The pause can be a powerful tool to help us manage our emotions. The idea of pause may seem silly when you start to practice it with your little ones but it provides kids an effective way to control their body language and process how they are feeling. A little practice goes a long way. For example, saying phrases out loud like, ‘I did not have a great day. I am going to take a pause and snuggle with the dog before I start working again’, can show children a way to incorporate this in their life.
In a world where we are rushing and trying to fit everything in, a little pause gives us time to process unpleasant feelings. This can provide kids time to overcome and/or share with you uncomfortable or sad feelings that could have resulted from a wrong interaction with their friends or a not-so-great performance at their game or class work. Being intentional about it is crucial and helps bring positive outcomes for our kids as well as for ourselves.
Taking a pause is easier said than done. With our fast-paced day-to-day activities it is hard but not impossible. So it needs practice. While having conversations with children or young adults, allow time after asking a question. A good way to implement the pause is to take 4-beats which is equivalent to counting 4-Mississippi seconds. Counting inside our head is an effective way to teach younger kids how best they can implement the pause when they need to.

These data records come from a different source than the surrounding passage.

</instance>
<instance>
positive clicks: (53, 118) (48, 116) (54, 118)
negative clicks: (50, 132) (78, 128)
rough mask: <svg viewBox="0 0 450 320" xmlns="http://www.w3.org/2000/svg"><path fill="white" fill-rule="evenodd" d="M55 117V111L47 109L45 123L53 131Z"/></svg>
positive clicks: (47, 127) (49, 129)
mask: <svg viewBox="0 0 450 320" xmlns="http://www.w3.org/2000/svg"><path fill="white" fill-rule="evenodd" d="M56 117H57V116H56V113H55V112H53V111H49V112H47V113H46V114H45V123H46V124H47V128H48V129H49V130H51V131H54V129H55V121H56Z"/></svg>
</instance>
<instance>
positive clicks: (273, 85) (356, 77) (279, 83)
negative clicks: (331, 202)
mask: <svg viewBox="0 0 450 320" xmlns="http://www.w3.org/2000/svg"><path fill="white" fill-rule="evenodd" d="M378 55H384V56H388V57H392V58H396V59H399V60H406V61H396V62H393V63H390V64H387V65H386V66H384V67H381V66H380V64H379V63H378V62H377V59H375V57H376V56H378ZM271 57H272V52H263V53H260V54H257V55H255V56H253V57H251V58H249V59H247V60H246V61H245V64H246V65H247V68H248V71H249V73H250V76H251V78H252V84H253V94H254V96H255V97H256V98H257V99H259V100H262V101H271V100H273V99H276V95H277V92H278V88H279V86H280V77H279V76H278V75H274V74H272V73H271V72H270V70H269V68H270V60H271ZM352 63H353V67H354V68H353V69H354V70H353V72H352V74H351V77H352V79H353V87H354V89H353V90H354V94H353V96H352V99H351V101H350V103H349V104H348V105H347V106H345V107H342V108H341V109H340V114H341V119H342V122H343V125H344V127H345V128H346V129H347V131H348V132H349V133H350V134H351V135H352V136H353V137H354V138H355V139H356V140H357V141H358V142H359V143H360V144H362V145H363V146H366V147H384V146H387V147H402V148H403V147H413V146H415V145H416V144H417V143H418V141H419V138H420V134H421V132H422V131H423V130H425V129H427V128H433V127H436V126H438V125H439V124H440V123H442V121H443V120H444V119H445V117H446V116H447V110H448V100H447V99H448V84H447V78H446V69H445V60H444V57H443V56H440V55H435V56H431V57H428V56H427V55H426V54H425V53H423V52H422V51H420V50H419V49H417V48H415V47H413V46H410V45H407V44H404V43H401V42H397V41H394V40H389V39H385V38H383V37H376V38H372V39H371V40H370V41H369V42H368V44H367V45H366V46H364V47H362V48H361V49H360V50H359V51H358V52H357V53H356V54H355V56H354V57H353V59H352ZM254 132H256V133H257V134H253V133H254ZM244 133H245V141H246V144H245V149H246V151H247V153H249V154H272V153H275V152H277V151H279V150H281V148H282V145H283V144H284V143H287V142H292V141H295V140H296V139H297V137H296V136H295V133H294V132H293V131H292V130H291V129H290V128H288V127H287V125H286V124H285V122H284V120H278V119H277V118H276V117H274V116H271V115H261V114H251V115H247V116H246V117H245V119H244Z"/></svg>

Know that children are watching us and the best way to teach them how to take a pause every now and then is to practice it. When you say out loud phrases like, ‘I am going to take a pause and go for a walk before I make dinner’, you are not just taking a break for yourself, you are setting a great example for your kids. You are giving your children the permission to take a break when they feel the need.
There are endless possibilities of how you can practice pause - from the simplest ways like taking a 4-beats pause to intense practices like yoga and meditation. Whatever way you choose to take a break from the hamster wheel of everyday activities, know that you are not only practicing mindfulness you are also teaching your kids to incorporate mindfulness which can go a long way in helping them lead a happy and healthy life.